# Phase 2 -- Shadow Projection Operator on Registered ARC Tasks

Roadmap: [`../../SUNDOG_V_ARC.md`](../../SUNDOG_V_ARC.md)

Phase 1 receipt: [`PHASE1_SHADOW_DOMAIN_SPEC.md`](PHASE1_SHADOW_DOMAIN_SPEC.md)

Filed: **2026-05-28 (PT)**

Status: **PROJECTION MEASUREMENT PASS -- PHASE 3 SPEC ADMITTED**.

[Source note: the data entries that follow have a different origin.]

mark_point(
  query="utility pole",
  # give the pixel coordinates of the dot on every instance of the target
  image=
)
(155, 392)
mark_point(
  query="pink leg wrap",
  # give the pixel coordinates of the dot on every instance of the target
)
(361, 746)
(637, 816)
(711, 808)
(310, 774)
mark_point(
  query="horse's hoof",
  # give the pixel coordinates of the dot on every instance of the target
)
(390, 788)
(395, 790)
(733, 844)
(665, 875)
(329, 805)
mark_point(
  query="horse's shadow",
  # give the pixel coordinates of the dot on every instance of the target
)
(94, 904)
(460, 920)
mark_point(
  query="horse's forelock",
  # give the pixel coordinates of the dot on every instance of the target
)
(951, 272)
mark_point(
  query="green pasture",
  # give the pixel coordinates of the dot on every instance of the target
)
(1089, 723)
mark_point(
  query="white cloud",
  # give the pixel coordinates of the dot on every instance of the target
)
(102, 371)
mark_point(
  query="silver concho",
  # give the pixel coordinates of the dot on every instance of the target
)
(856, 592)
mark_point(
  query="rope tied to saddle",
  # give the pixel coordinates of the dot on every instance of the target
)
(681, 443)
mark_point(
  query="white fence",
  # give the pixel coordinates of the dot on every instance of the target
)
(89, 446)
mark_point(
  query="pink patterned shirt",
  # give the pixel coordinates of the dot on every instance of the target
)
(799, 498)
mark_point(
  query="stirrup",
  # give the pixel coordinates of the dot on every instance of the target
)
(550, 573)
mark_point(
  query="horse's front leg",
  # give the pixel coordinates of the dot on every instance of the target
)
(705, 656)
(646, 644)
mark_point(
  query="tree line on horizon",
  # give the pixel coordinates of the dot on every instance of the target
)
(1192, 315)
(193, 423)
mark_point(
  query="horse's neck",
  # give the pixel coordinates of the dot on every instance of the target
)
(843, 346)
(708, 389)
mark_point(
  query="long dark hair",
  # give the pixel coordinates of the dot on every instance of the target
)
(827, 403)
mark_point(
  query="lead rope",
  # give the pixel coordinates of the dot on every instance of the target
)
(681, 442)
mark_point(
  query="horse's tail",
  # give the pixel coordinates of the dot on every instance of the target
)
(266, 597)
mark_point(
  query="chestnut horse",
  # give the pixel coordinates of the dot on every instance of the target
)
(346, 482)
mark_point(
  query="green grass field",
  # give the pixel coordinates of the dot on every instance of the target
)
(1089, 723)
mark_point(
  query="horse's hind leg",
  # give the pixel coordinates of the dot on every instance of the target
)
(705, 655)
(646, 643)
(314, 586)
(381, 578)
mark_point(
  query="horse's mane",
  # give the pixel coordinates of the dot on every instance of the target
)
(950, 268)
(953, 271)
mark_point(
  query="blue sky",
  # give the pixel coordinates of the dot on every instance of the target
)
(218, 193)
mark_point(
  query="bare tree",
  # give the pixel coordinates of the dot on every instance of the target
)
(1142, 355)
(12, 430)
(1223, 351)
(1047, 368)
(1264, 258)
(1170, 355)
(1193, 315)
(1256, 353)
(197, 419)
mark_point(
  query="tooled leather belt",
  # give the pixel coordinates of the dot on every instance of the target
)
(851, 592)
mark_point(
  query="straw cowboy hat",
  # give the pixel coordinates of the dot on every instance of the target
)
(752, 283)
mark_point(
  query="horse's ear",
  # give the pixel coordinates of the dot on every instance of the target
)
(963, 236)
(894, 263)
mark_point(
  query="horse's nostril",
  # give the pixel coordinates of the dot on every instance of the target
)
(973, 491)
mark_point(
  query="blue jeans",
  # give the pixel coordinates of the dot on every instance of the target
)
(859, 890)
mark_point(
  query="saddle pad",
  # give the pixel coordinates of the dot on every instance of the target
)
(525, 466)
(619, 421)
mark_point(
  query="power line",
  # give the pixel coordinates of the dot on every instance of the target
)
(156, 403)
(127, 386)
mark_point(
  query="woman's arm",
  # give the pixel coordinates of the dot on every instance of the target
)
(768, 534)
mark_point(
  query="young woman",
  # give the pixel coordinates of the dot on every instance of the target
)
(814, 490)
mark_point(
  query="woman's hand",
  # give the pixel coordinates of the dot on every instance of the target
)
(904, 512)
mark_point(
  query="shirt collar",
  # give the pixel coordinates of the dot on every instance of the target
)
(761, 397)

Phase 1's strengthened synthetic gate passed with falsifiable support. Phase 2
is now admitted to project the registered public-training subset and measure
what the projection keeps or collapses. It does **not** train a decoder, score
task answers, inspect public-evaluation grids, or support a sufficiency claim.

## Claim Under Test

The Phase 2 claim is:

> `P_shadow_grid_v0` can be applied mechanically to every registered Phase 0
> task, yielding per-grid signatures and per-task residual summaries without
> leaking public-evaluation information or using answer-scoring feedback.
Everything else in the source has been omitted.